The grass on Nate's front lawn was cool beneath my bare feet, a soft tickle on my ankles. I wanted to walk in the grass all the way home, cutting through yards, over hedges and fences, staying in the shadows.

I was standing there at the edge of the grass, trying to decide if I could jump the flower bed into the next yard over, when I heard my name.

“Breezy. Hey, Breezy. Hey, are you okay?”

I turned around and I thought: God, it's that kid, what is he even doing here?

And: What's his name, what's his name, he's always saying hi to me in the halls, what is his name?

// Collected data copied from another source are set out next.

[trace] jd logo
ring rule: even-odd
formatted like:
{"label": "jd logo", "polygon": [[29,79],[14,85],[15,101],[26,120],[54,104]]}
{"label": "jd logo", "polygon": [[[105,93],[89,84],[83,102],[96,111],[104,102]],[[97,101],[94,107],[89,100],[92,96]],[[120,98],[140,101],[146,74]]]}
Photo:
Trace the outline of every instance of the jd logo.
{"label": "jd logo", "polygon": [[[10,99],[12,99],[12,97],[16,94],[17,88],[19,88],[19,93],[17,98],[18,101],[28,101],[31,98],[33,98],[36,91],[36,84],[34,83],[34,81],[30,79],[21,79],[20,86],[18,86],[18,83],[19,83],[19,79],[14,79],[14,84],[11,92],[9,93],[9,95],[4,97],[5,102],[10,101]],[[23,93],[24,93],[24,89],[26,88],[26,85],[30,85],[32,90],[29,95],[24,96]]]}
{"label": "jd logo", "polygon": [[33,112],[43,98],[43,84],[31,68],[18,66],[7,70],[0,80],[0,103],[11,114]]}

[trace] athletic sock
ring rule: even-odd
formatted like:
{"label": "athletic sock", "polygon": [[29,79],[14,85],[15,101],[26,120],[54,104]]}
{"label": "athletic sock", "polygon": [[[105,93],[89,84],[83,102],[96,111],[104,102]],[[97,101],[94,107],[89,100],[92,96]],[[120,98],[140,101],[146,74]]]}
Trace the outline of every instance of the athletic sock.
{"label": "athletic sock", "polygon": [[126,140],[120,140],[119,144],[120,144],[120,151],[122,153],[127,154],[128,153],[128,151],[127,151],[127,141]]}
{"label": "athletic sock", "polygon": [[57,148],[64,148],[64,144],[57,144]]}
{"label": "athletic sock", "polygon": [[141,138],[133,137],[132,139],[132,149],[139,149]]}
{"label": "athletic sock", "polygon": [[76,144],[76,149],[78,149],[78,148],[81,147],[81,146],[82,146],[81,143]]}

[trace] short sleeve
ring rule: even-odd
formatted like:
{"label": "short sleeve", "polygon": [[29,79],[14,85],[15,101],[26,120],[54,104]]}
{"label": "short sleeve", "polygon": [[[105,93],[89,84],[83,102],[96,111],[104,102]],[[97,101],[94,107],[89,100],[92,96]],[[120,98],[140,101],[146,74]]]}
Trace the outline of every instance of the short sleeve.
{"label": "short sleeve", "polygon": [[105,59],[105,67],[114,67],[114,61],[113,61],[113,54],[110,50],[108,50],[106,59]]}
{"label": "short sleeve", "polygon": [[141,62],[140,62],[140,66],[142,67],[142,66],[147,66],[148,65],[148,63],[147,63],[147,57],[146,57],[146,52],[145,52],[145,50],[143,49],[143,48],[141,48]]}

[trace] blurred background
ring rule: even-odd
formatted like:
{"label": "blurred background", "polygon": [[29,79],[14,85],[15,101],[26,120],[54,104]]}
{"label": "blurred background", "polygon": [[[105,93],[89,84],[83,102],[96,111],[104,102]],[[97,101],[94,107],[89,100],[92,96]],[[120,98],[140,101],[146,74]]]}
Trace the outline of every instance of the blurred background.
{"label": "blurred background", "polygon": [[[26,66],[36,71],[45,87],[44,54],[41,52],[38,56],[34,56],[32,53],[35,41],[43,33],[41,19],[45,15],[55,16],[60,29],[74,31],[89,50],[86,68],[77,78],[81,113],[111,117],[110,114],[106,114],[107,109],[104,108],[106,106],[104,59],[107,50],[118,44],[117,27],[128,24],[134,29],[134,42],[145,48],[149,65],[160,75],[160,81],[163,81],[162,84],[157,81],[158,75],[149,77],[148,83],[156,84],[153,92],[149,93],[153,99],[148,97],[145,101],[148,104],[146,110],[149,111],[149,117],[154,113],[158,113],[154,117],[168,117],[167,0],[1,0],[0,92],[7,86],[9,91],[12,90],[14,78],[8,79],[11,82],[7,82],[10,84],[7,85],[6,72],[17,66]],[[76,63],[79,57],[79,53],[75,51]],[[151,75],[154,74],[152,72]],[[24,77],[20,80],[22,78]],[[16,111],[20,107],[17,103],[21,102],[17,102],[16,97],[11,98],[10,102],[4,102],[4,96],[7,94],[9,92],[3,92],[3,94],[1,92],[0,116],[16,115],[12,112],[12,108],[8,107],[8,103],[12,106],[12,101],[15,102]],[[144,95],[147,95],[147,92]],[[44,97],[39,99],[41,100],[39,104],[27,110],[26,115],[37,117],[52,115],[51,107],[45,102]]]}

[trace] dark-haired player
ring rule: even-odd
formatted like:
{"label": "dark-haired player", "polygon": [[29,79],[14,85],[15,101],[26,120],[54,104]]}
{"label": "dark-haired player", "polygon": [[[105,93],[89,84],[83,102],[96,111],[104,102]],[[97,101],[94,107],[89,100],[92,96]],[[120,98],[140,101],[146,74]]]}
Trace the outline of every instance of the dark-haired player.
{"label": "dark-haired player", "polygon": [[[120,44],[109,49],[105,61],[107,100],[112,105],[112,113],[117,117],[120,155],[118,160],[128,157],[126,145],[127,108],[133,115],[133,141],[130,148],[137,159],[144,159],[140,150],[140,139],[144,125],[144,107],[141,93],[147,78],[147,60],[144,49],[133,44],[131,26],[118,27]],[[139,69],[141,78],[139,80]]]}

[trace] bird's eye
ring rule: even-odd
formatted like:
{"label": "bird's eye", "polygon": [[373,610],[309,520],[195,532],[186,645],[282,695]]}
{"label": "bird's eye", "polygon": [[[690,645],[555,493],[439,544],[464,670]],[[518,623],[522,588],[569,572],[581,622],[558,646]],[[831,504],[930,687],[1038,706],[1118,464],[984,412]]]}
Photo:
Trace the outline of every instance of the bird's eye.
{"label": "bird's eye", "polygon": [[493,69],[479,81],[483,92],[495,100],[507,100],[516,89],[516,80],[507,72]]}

And I thought about the stupid letters he used to send to me, his messy handwriting on the envelopes and torn-out notebook paper. I had a whole stack of them from middle school, from freshman year. Melanie and my other friends used to laugh, told me I should be flattered, maybe he was a nice boy beneath all the shyness, maybe I shouldn't be so mean to him. I stopped telling them, eventually, when it wasn't funny anymore. I wondered how he had even known there was a party at Nate's house. He wasn't friends with Nate. He was on the track team; he hung out with a different crowd.

“Hi, Ricky,” I said.

“Are you leaving?” Ricky said. “Do you need a ride?”

“No. I'm fine.”

“Are you sure? I can give you a ride.”

“I'm sure.”

“Come on, Breezy, I just want to talk.”

I said no. I said I was fine. I kept walking.

And he followed me. Nobody saw him. Nobody was watching.

The cops never talked to Ricky Benning.

I don't remember dying.

I remember telling him to leave me alone. I remember that he grabbed my arm. I remember that he shoved me and I stumbled into a car and hit my head on the window. I remember shouting for help, or trying to, dazed and dizzy and nauseous, and the pressure of his hand on my mouth, his fingers on my neck, his babbling, panicked plea for me to be quiet, be quiet, please shut up, shut up,
shut up
, somebody might hear. I don't remember the snap of my hyoid bone. I don't remember my trachea collapsing under the pressure of his hands. He shouldn't have been strong enough, but he was angry and scared. I don't remember the blood vessels in my eyes rupturing.

It only takes a few seconds for a person to lose consciousness from strangulation. I don't remember anything after that.